Contrasto alla violenza di genere: Seravezza punta su sensibilizzazione, informazione e testimonianza

Sensibilizzazione, informazione, testimonianza. Così si celebra domani (mercoledì 25 novembre) a Seravezza la Giornata mondiale contro la violenza sulle donne. «Anche quest’anno lavoriamo in particolare con le scuole», spiega Vanessa Bertonelli, delegata alle Pari Opportunità e alle Politiche Giovanili. «L’obiettivo prioritario è infatti quello di sensibilizzare i più giovani attraverso un approccio di tipo culturale che metta in risalto i valori della parità di genere, il contrasto alla prevaricazione, il rifiuto di ogni forma di violenza nei rapporti interpersonali. Coinvolgeremo soprattutto gli studenti della media “Pea” e dell’istituto professionale “Marconi”. All’esterno dei due istituti sarà realizzato un allestimento con le scarpette rosse come elemento di sensibilizzazione e riflessione sul tema del femminicidio. Sul piano didattico prenderà il via domani un programma di incontri che si svilupperà nell’arco delle prossime tre settimane. La psicologa che cura le attività degli sportelli d’ascolto attivi nel nostro Comune, specializzata proprio nella gestione dei fenomeni di violenza contro le donne, si relazionerà coi ragazzi da remoto affrontando vari aspetti del problema e informandoli sull’attività degli sportelli stessi. A tale proposito ricordo che quello di Querceta, presso la Croce Bianca, continua ad erogare i propri servizi in presenza, su appuntamento, ogni lunedì dalle 9:30 alle 12:30 e il mercoledì dalle 15:30 alle 18:30 (numero verde per gli appuntamenti 800 800 811), mentre quello aperto presso l’Istituto “Marconi” opererà da remoto per tutto il tempo di chiusura della scuola».

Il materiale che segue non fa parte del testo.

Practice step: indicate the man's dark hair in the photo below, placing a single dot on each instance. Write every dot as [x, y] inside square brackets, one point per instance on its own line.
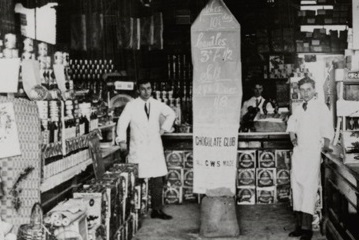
[306, 80]
[143, 81]
[257, 83]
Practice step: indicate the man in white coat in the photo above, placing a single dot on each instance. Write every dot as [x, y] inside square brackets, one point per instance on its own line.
[143, 114]
[256, 101]
[310, 128]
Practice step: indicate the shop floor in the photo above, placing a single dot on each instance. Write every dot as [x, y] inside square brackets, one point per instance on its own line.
[257, 222]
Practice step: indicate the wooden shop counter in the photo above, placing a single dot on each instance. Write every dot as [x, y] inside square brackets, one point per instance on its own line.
[340, 198]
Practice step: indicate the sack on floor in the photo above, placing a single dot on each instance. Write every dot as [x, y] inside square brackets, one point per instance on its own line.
[218, 217]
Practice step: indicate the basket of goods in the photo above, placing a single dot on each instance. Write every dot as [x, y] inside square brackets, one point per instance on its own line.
[34, 230]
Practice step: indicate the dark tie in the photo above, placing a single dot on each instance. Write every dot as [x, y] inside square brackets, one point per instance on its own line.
[305, 106]
[147, 111]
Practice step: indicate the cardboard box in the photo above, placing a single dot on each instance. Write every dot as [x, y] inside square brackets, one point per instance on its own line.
[246, 177]
[266, 195]
[246, 195]
[283, 193]
[189, 196]
[175, 177]
[174, 159]
[283, 159]
[137, 197]
[188, 159]
[96, 200]
[172, 195]
[266, 159]
[283, 176]
[246, 159]
[188, 178]
[265, 177]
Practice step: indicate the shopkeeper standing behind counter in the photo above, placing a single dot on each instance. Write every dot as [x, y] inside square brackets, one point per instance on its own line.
[256, 101]
[309, 125]
[143, 115]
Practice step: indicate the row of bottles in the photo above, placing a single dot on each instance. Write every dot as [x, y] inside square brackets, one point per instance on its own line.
[178, 98]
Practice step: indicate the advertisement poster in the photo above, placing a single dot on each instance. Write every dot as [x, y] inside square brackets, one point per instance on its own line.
[217, 96]
[9, 139]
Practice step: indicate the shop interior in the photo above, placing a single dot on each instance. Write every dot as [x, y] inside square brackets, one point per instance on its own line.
[69, 68]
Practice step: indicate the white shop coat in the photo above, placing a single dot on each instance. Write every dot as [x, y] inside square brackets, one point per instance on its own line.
[310, 126]
[145, 141]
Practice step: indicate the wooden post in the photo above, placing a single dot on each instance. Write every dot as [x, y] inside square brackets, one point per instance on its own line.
[217, 96]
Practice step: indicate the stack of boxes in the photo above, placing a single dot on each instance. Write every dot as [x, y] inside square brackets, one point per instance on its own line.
[179, 178]
[246, 180]
[321, 42]
[262, 176]
[338, 15]
[114, 202]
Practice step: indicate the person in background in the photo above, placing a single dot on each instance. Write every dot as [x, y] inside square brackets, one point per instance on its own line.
[255, 102]
[251, 107]
[310, 128]
[143, 115]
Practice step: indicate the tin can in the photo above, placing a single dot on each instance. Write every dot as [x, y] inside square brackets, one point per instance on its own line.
[10, 41]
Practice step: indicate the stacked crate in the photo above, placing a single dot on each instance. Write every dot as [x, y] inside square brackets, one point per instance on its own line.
[266, 177]
[246, 180]
[119, 194]
[283, 161]
[263, 176]
[179, 187]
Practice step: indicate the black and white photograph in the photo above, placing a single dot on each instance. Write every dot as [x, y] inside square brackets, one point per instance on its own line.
[179, 119]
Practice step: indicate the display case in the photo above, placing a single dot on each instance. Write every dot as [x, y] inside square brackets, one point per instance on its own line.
[341, 195]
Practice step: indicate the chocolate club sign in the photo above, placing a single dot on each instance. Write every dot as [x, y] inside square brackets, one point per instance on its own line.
[217, 96]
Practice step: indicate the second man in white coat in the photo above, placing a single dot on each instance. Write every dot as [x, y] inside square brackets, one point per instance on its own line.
[143, 115]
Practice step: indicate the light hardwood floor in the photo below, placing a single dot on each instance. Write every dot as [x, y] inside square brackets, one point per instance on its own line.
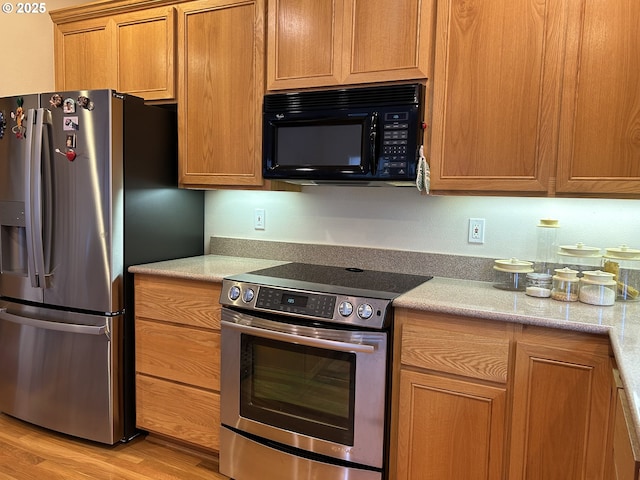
[32, 453]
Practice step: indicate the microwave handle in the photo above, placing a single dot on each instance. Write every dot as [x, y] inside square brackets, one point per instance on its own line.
[373, 133]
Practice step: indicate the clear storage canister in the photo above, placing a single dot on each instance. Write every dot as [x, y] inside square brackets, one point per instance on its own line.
[538, 285]
[547, 246]
[624, 263]
[597, 288]
[565, 285]
[579, 257]
[511, 274]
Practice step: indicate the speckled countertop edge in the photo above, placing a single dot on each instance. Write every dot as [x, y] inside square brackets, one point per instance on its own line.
[469, 298]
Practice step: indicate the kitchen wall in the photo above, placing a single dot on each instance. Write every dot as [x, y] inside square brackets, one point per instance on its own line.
[26, 55]
[391, 218]
[402, 219]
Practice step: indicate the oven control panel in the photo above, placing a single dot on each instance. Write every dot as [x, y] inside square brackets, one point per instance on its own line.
[334, 308]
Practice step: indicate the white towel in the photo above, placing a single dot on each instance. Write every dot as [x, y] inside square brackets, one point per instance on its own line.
[423, 178]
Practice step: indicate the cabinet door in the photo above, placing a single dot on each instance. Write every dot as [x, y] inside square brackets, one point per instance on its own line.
[83, 57]
[449, 429]
[387, 41]
[496, 90]
[560, 413]
[304, 40]
[334, 42]
[220, 92]
[600, 134]
[143, 46]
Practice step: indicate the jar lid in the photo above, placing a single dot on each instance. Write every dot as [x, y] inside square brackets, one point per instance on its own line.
[549, 223]
[539, 276]
[598, 277]
[513, 265]
[579, 250]
[623, 253]
[566, 273]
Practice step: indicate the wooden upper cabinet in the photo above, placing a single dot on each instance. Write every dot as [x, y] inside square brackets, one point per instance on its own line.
[496, 84]
[599, 143]
[144, 51]
[537, 98]
[304, 41]
[82, 55]
[220, 91]
[334, 42]
[97, 46]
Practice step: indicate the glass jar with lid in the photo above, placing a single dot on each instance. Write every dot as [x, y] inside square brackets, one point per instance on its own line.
[547, 246]
[511, 274]
[579, 257]
[624, 263]
[597, 288]
[538, 285]
[565, 285]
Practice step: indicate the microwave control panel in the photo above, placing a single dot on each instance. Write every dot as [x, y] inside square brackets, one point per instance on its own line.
[395, 128]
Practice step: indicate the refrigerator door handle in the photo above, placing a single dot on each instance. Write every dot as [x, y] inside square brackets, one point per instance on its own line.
[59, 327]
[33, 193]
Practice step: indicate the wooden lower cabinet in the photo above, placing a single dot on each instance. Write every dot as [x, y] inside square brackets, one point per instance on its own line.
[480, 399]
[625, 448]
[561, 405]
[451, 404]
[449, 429]
[178, 359]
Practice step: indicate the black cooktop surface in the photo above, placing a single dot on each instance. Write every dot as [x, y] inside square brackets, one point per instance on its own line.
[338, 280]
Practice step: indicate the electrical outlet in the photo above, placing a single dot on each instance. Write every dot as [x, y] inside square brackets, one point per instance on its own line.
[258, 219]
[476, 230]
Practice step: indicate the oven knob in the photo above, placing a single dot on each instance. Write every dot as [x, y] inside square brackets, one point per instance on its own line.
[234, 293]
[345, 309]
[248, 295]
[365, 311]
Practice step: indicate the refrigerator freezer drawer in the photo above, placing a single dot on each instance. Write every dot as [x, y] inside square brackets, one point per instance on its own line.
[61, 375]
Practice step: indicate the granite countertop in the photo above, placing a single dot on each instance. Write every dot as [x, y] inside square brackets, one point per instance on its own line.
[471, 299]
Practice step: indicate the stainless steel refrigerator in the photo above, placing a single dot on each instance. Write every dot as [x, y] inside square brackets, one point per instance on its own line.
[88, 187]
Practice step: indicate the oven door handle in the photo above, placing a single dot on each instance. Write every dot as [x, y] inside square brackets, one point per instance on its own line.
[302, 340]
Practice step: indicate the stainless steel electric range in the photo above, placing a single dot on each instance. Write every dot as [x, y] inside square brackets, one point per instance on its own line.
[305, 374]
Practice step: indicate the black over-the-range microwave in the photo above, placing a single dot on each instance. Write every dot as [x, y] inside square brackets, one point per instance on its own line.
[349, 135]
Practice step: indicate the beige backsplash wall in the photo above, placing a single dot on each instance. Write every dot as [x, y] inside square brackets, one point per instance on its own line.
[26, 55]
[401, 219]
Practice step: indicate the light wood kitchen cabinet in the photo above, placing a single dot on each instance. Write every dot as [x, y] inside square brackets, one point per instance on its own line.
[178, 359]
[336, 42]
[599, 144]
[82, 54]
[220, 89]
[625, 464]
[131, 52]
[144, 53]
[481, 399]
[536, 98]
[561, 404]
[451, 401]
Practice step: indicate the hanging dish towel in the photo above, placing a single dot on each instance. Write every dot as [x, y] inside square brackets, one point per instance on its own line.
[423, 179]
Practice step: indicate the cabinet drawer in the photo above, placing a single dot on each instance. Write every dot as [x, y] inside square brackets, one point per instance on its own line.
[178, 411]
[459, 350]
[189, 302]
[183, 354]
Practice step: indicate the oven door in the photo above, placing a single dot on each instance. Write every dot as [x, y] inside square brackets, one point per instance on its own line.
[313, 388]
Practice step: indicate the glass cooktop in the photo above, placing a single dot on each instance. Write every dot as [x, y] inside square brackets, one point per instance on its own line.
[336, 280]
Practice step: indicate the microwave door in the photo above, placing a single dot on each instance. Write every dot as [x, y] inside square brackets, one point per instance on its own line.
[320, 148]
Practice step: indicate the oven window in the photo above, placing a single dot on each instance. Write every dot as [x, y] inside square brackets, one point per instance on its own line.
[307, 390]
[320, 145]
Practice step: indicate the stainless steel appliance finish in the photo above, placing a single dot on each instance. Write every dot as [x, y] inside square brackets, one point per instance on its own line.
[88, 186]
[305, 372]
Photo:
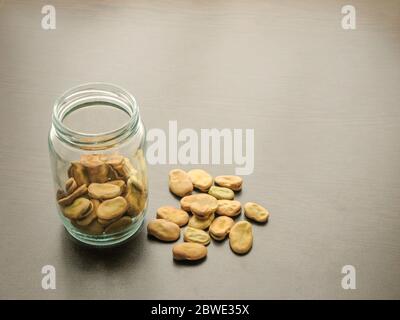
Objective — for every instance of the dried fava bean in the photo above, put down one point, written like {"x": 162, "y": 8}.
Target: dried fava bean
{"x": 70, "y": 185}
{"x": 164, "y": 230}
{"x": 220, "y": 227}
{"x": 103, "y": 191}
{"x": 256, "y": 212}
{"x": 221, "y": 193}
{"x": 69, "y": 199}
{"x": 201, "y": 179}
{"x": 204, "y": 205}
{"x": 111, "y": 209}
{"x": 92, "y": 214}
{"x": 60, "y": 194}
{"x": 232, "y": 182}
{"x": 180, "y": 183}
{"x": 230, "y": 208}
{"x": 78, "y": 172}
{"x": 187, "y": 201}
{"x": 97, "y": 170}
{"x": 202, "y": 224}
{"x": 189, "y": 251}
{"x": 174, "y": 215}
{"x": 135, "y": 196}
{"x": 77, "y": 209}
{"x": 87, "y": 212}
{"x": 105, "y": 222}
{"x": 119, "y": 225}
{"x": 241, "y": 237}
{"x": 113, "y": 174}
{"x": 196, "y": 235}
{"x": 120, "y": 183}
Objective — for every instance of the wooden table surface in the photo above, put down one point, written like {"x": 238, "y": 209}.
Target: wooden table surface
{"x": 324, "y": 104}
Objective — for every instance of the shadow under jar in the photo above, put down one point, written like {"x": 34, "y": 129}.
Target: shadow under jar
{"x": 97, "y": 147}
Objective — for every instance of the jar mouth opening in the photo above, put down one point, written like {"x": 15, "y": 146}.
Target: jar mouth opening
{"x": 90, "y": 94}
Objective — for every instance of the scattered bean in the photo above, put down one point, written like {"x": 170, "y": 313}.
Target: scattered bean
{"x": 189, "y": 251}
{"x": 174, "y": 215}
{"x": 196, "y": 222}
{"x": 221, "y": 193}
{"x": 164, "y": 230}
{"x": 230, "y": 208}
{"x": 241, "y": 237}
{"x": 204, "y": 205}
{"x": 180, "y": 183}
{"x": 220, "y": 227}
{"x": 196, "y": 235}
{"x": 201, "y": 179}
{"x": 256, "y": 212}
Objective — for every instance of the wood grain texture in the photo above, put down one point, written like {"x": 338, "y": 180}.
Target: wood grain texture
{"x": 324, "y": 103}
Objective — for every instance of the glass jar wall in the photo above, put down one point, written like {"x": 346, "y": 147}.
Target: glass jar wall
{"x": 97, "y": 147}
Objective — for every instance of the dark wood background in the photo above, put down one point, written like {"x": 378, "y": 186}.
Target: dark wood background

Consiglieri comunali di maggioranza e minoranza testimonieranno in prima persona il loro no alla violenza di genere mostrandosi con un segno rosso in faccia su un manifesto virtuale pubblicato online sui social del Comune domani nel corso della giornata. Spiega l’assessore al sociale Orietta Guidugli: «Negli anni abbiamo dato vita a diverse importanti iniziative per sensibilizzare e informare la cittadinanza sul tema della violenza di genere e per promuovere il confronto sulla pari dignità fra uomo e donna. Nel 2019 è arrivata anche la prima panchina rossa del nostro Comune, nel giardino della Casa dei giovani, come messaggio rivolto proprio a questi ultimi. Quest’anno l’iniziativa non poteva che essere virtuale, con assessori e consiglieri che diventano loro stessi testimonial della campagna contro la violenza, sul modello di analoghe iniziative che vediamo in tv o sul web in questi giorni. Un invito affinché tutti i cittadini postino le loro foto con il segno rosso in volto. Per contrastare la forza di fenomeni ancora così drammaticamente diffusi ci vuole la forza d’impatto non solo delle istituzioni ma dell’intera collettività».